She led the way up, and stopped.
"This is your seat, Mr. Cochrane," she said professionally. "I'll strap
you in this first time. You'll do it later."
Cochrane lay down in a contour-chair with an eight-inch mattress of foam
rubber. The stewardess adjusted straps. He thought bitter, ironic
thoughts. A voice said:
"Mr. Cochrane!"
He turned his head. There was Babs Deane, his secretary, with her eyes
very bright. She regarded him from a contour-chair exactly opposite his.
She said happily:
"Mr. West and Mr. Jamison are the science men, Mr. Cochrane. I got Mr.
Bell as the writer."
"A great triumph!" Cochrane told her. "Did you get any idea what all
this is about? Why we're going up?"
"No," admitted Babs cheerfully. "I haven't the least idea. But I'm going
to the moon! It's the most wonderful thing that ever happened to me!"

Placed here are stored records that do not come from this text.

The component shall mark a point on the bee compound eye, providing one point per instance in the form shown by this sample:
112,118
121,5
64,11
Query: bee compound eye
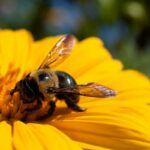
43,77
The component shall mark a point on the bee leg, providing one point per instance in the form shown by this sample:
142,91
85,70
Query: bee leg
36,107
49,112
74,106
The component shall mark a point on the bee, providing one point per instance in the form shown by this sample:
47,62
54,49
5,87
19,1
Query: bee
44,86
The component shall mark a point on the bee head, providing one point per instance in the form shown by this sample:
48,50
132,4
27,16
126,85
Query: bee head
45,79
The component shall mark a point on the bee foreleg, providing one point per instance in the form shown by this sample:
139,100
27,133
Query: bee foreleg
49,112
74,106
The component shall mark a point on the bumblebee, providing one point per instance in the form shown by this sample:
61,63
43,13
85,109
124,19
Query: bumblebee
41,88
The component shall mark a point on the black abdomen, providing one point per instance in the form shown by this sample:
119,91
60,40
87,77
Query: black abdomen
65,80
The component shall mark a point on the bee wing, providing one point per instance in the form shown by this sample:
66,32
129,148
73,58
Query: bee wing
89,89
59,52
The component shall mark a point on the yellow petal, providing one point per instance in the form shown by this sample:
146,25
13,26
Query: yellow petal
108,129
87,146
24,138
51,138
101,70
5,136
14,49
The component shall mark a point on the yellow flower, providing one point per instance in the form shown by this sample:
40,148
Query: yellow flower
120,122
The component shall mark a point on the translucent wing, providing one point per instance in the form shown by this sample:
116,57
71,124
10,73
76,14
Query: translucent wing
59,52
89,89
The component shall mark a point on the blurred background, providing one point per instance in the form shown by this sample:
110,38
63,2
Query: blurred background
124,26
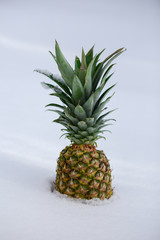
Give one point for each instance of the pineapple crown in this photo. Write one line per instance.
(83, 94)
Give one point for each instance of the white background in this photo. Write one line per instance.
(29, 141)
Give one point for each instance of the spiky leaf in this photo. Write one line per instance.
(64, 67)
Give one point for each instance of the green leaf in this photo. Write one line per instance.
(68, 115)
(77, 90)
(82, 75)
(107, 72)
(104, 115)
(64, 67)
(90, 121)
(80, 112)
(99, 109)
(63, 97)
(100, 69)
(83, 60)
(60, 82)
(89, 56)
(100, 88)
(82, 125)
(104, 125)
(104, 95)
(53, 56)
(88, 106)
(50, 86)
(75, 140)
(83, 133)
(75, 129)
(77, 65)
(91, 130)
(88, 79)
(100, 121)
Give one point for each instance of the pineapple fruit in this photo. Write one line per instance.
(82, 170)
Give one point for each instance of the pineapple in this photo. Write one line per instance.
(82, 170)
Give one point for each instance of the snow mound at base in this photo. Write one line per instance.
(92, 202)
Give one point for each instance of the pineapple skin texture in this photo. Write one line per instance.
(83, 173)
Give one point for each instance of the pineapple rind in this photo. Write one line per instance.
(83, 172)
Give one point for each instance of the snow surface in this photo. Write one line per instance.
(29, 141)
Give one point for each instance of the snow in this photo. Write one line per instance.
(29, 141)
(30, 210)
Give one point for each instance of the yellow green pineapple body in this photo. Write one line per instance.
(82, 171)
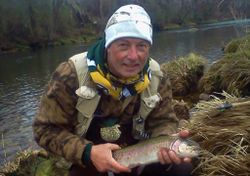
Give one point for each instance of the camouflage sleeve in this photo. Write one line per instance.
(54, 124)
(162, 119)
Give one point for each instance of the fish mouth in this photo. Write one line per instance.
(185, 148)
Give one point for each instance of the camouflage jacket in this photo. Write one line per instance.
(56, 122)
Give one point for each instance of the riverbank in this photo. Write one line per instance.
(230, 73)
(89, 37)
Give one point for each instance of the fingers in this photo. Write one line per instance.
(117, 168)
(184, 133)
(168, 156)
(163, 156)
(187, 160)
(114, 146)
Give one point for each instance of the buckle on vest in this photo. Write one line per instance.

Cochrane shrugged his shoulders. Shrugging was not comfortable in the
straps that held him. Babs was a good secretary. She was the only one
Cochrane had ever had who did not try to make use of her position as
secretary to the producer of the Dikkipatti Hour on television. Other
secretaries had used their nearness to him to wangle acting or dancing
or singing assignments on other and lesser shows.